When I started processing our own meat everything was tough and rubbery. It really didn't matter what age it was. We eventually learned what we were doing wrong. Now it is very rare to get any tough or rubbery chicken served. We even ate a 3-1/2 year old cock. Those were the best chicken enchiladas I have had in my life. The meat was soft and tasty. The way you finish the birds, the way you kill them, the way you process them, and the way you cook them all play into whether they come out soft or rubbery. I have 15 cockerels I will be processing this Saturday. They are 5-9 months old. I have done Poussin at 4-6 weeks old. The age depends more on how much coop space we have than the age of the bird. The recipe, however, depends on the age of the bird.
 
When I started processing our own meat everything was tough and rubbery. It really didn't matter what age it was. We eventually learned what we were doing wrong. Now it is very rare to get any tough or rubbery chicken served. We even ate a 3-1/2 year old cock. Those were the best chicken enchiladas I have had in my life. The meat was soft and tasty. The way you finish the birds, the way you kill them, the way you process them, and the way you cook them all play into whether they come out soft or rubbery. I have 15 cockerels I will be processing this Saturday. They are 5-9 months old. I have done Poussin at 4-6 weeks old. The age depends more on how much coop space we have than the age of the bird. The recipe, however, depends on the age of the bird.
So say I have a Delaware / Jersey Giant mix... What age do you suggest would be best to process them?

I have heard that slitting the neck in a cone in allowing them to bleed out helps a lot with the meat... I don't know if this is true because I'm new to processing chickens and won't be starting until the springtime.

I've also heard that allowing them to rest in a refrigerator from 2 to 4 days will help the meat be tender as well...

any advice you can give me would be great, you can message me if it's easier for you. Thank you
 
So say I have a Delaware / Jersey Giant mix... What age do you suggest would be best to process them?

How do you want to cook it? The younger you butcher it the less meat you will have but the more options you have on how to cook it.

I have heard that slitting the neck in a cone in allowing them to bleed out helps a lot with the meat... I don't know if this is true because I'm new to processing chickens and won't be starting until the springtime.

Bleeding them out helps the meat quality. There are different ways to bleed them out. Some people use the cone method, I use a hatchet and stump. There are others.

I've also heard that allowing them to rest in a refrigerator from 2 to 4 days will help the meat be tender as well...

After an animal dies rigor mortis sets up. If yo cook it before rigor mortis sets up you will be OK. If you age it until after rigor mortis passes you'll be OK. If you cook it before rigor mortis passes you will not be OK.

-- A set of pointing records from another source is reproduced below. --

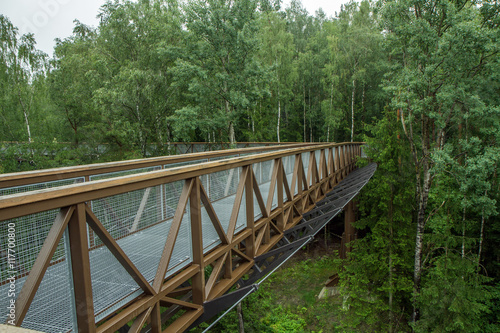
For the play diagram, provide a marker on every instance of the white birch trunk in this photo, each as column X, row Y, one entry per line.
column 352, row 109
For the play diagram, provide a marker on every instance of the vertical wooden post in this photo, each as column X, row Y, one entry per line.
column 279, row 182
column 349, row 230
column 80, row 266
column 156, row 319
column 197, row 243
column 250, row 241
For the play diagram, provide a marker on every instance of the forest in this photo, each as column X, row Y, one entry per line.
column 417, row 80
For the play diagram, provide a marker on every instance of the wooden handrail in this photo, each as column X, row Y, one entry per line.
column 39, row 176
column 21, row 204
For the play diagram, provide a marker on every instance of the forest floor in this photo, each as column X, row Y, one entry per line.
column 288, row 300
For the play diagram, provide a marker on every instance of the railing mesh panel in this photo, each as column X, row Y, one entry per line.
column 40, row 186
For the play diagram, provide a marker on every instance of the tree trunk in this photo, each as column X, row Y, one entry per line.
column 481, row 237
column 304, row 112
column 232, row 139
column 352, row 109
column 419, row 241
column 279, row 116
column 310, row 120
column 240, row 318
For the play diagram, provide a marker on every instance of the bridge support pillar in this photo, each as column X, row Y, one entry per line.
column 349, row 230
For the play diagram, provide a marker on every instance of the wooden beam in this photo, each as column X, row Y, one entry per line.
column 80, row 265
column 198, row 280
column 237, row 203
column 213, row 216
column 172, row 235
column 42, row 261
column 117, row 252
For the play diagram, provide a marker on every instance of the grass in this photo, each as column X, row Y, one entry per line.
column 288, row 300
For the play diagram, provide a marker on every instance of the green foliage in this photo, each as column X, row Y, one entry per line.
column 376, row 281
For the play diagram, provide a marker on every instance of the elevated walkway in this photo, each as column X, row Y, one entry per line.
column 166, row 245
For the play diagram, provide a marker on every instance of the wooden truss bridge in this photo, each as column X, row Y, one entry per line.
column 162, row 244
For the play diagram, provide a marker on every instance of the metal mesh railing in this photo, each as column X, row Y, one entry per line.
column 139, row 221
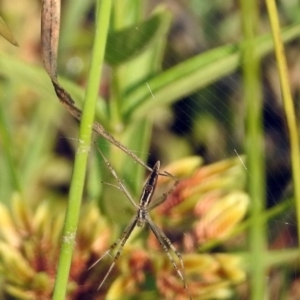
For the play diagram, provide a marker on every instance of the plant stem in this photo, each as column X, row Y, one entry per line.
column 254, row 148
column 78, row 177
column 288, row 104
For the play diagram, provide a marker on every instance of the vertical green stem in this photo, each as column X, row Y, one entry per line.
column 288, row 104
column 254, row 148
column 77, row 183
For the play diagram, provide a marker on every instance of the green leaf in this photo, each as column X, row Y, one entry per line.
column 128, row 43
column 6, row 33
column 193, row 74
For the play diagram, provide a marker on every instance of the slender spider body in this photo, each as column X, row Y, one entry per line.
column 142, row 217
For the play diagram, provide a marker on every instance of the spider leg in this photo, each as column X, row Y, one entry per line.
column 121, row 185
column 164, row 197
column 166, row 245
column 121, row 242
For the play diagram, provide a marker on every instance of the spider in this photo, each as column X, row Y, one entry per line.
column 142, row 217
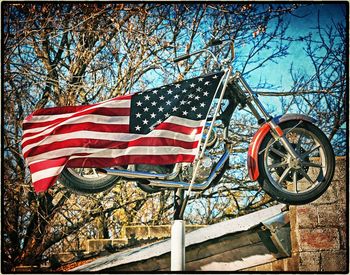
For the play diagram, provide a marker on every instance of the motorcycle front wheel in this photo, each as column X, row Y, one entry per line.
column 290, row 181
column 87, row 180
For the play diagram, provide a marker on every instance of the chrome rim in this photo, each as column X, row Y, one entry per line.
column 290, row 175
column 87, row 174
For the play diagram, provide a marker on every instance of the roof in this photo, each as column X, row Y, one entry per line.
column 252, row 239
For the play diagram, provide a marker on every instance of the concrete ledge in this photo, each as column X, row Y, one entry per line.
column 227, row 243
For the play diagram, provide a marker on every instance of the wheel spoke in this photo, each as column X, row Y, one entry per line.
column 311, row 164
column 277, row 164
column 95, row 172
column 307, row 153
column 278, row 152
column 295, row 182
column 299, row 143
column 307, row 176
column 284, row 175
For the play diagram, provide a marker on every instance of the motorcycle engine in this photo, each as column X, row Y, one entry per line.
column 206, row 163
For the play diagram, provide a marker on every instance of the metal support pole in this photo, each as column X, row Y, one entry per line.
column 178, row 235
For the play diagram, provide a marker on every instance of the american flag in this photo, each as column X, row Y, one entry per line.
column 157, row 126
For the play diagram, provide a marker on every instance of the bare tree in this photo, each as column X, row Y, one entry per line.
column 70, row 54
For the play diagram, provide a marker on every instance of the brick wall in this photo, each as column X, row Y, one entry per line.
column 318, row 231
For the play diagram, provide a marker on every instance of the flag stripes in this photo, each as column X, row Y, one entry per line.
column 120, row 131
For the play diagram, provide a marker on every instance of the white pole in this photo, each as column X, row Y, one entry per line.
column 178, row 245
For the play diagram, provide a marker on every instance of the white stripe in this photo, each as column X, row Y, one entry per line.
column 47, row 173
column 185, row 121
column 101, row 119
column 122, row 137
column 107, row 104
column 111, row 153
column 124, row 120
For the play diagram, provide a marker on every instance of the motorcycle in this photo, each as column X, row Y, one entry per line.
column 289, row 156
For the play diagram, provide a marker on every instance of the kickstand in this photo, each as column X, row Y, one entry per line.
column 178, row 234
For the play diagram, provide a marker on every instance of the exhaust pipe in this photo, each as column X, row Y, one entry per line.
column 196, row 186
column 141, row 175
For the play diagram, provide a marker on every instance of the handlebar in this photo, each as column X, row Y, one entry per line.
column 212, row 42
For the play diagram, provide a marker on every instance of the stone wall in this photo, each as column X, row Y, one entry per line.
column 318, row 231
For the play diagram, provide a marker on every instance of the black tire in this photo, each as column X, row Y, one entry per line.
column 159, row 169
column 83, row 185
column 274, row 162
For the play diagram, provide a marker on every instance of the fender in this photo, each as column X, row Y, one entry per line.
column 254, row 146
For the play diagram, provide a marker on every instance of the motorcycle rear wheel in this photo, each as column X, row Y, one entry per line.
column 87, row 180
column 296, row 183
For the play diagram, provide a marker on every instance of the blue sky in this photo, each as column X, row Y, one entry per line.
column 277, row 74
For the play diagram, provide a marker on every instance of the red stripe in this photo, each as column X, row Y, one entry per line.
column 99, row 111
column 179, row 128
column 73, row 109
column 48, row 163
column 97, row 143
column 85, row 126
column 124, row 160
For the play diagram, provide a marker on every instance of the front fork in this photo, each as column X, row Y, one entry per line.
column 276, row 131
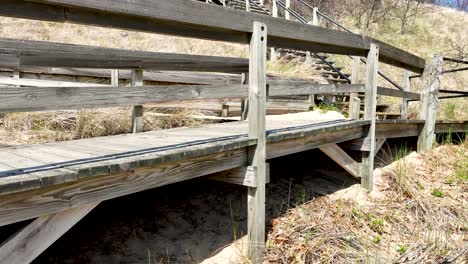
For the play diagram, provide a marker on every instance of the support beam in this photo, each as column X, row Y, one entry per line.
column 245, row 176
column 370, row 105
column 36, row 237
column 198, row 20
column 428, row 108
column 244, row 102
column 257, row 153
column 315, row 19
column 354, row 106
column 137, row 114
column 404, row 101
column 115, row 78
column 273, row 55
column 362, row 145
column 341, row 158
column 287, row 15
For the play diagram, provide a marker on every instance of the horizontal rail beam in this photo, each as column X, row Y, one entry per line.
column 397, row 93
column 15, row 99
column 21, row 53
column 195, row 19
column 20, row 99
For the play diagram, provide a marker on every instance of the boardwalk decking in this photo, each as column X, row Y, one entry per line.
column 45, row 178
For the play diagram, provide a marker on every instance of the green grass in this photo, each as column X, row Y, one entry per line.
column 402, row 249
column 437, row 193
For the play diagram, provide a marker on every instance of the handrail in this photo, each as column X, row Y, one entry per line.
column 455, row 60
column 303, row 20
column 334, row 22
column 259, row 6
column 362, row 59
column 443, row 72
column 211, row 22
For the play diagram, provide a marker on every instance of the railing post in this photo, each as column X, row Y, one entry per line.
column 367, row 168
column 244, row 102
column 354, row 108
column 115, row 78
column 315, row 20
column 428, row 108
column 404, row 101
column 137, row 115
column 273, row 55
column 257, row 153
column 17, row 76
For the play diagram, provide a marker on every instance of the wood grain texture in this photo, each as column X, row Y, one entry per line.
column 137, row 112
column 370, row 104
column 397, row 93
column 195, row 19
column 404, row 101
column 257, row 154
column 50, row 54
column 14, row 99
column 354, row 109
column 342, row 158
column 245, row 176
column 37, row 236
column 429, row 103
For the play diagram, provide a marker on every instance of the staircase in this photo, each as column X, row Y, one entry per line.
column 327, row 68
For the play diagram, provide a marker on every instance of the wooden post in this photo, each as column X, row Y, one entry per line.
column 17, row 76
column 257, row 153
column 367, row 168
column 244, row 102
column 404, row 101
column 315, row 20
column 36, row 237
column 225, row 110
column 137, row 115
column 287, row 15
column 355, row 104
column 353, row 109
column 273, row 55
column 115, row 78
column 428, row 108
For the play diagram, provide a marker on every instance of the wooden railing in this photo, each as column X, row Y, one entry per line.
column 198, row 20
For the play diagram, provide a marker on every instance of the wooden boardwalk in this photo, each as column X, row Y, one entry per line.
column 46, row 178
column 59, row 183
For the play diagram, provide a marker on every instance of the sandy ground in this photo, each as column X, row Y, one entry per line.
column 189, row 222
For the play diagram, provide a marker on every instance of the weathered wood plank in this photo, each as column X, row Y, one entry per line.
column 308, row 142
column 46, row 83
column 429, row 103
column 195, row 19
column 397, row 93
column 404, row 101
column 354, row 108
column 137, row 113
column 37, row 236
column 342, row 158
column 367, row 167
column 284, row 87
column 245, row 176
column 50, row 54
column 257, row 154
column 16, row 99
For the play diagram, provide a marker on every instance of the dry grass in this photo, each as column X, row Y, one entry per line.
column 417, row 214
column 42, row 127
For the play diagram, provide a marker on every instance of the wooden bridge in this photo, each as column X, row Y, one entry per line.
column 59, row 183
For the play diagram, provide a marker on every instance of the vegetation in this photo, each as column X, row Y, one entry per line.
column 414, row 215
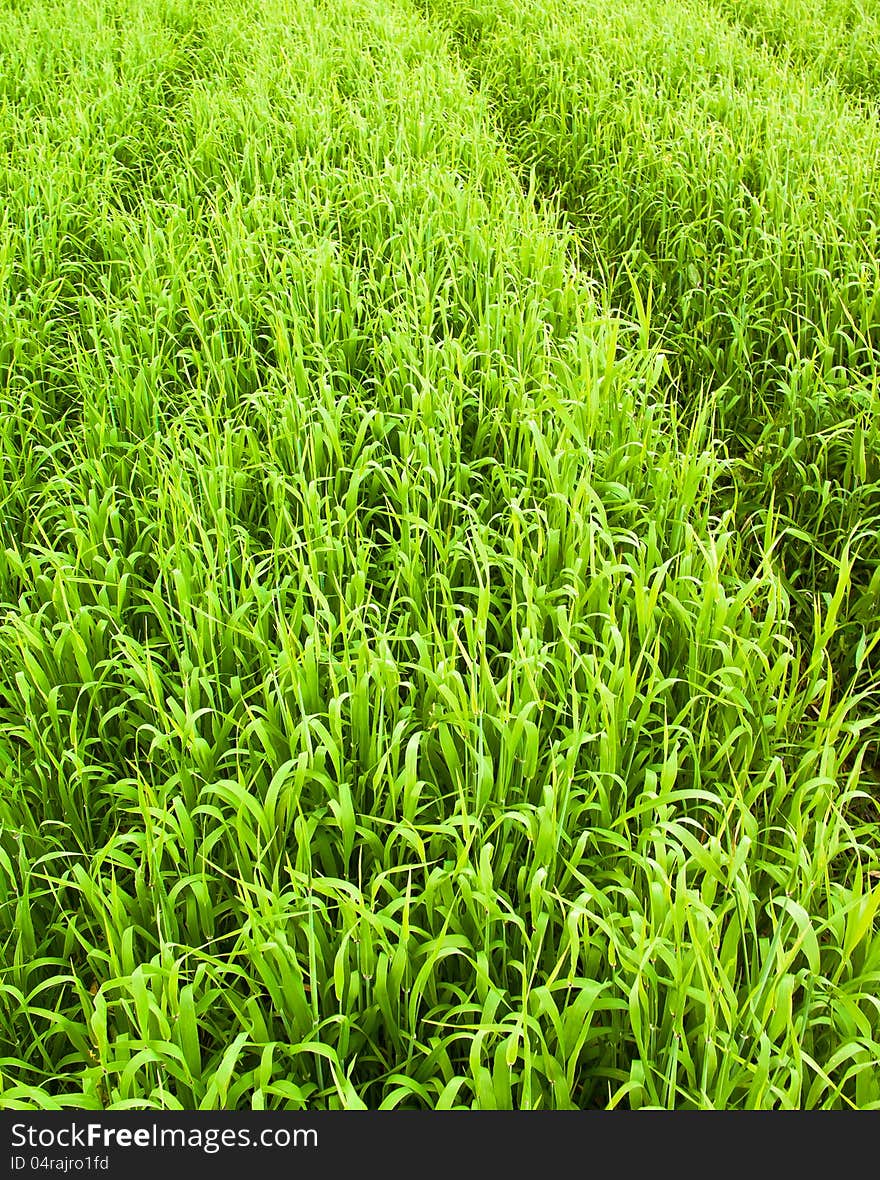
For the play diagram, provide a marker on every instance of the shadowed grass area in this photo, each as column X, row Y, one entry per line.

There are three things that people often get confused about this. Aging and brining are typically done to young birds, marinading is often really helpful on older birds but can add flavor to young birds if it is not overdone.

Aging is where you keep the bird cool until rigor mortis passes. There are different ways to do that, but aging is just to get past rigor mortis.

Brining is where you soak the bird in a liquid solution with salt while it ages or for a portion of the time that it is aging. You can use other additional ingredients but the standard is salt, preferably kosher or canning salt. The salt adds some flavor but the big thing is that it causes the bird to absorb water. The meat is moister than it would be otherwise. This moisture is especially good if you or grilling or frying. The more salt in the brine the less time it needs to brine.

Marinading is where you soak the meat in an acid solution, usually vinegar or wine but beer works. people have a lot of different recipes for a marinade. The acid dissolves some of the connective tissue in the meat and makes it a lot less chewy. This works best for older birds. The longer it soaks the more it affects the texture. Keep it in the marinade too long and it can get mushy, especially young birds.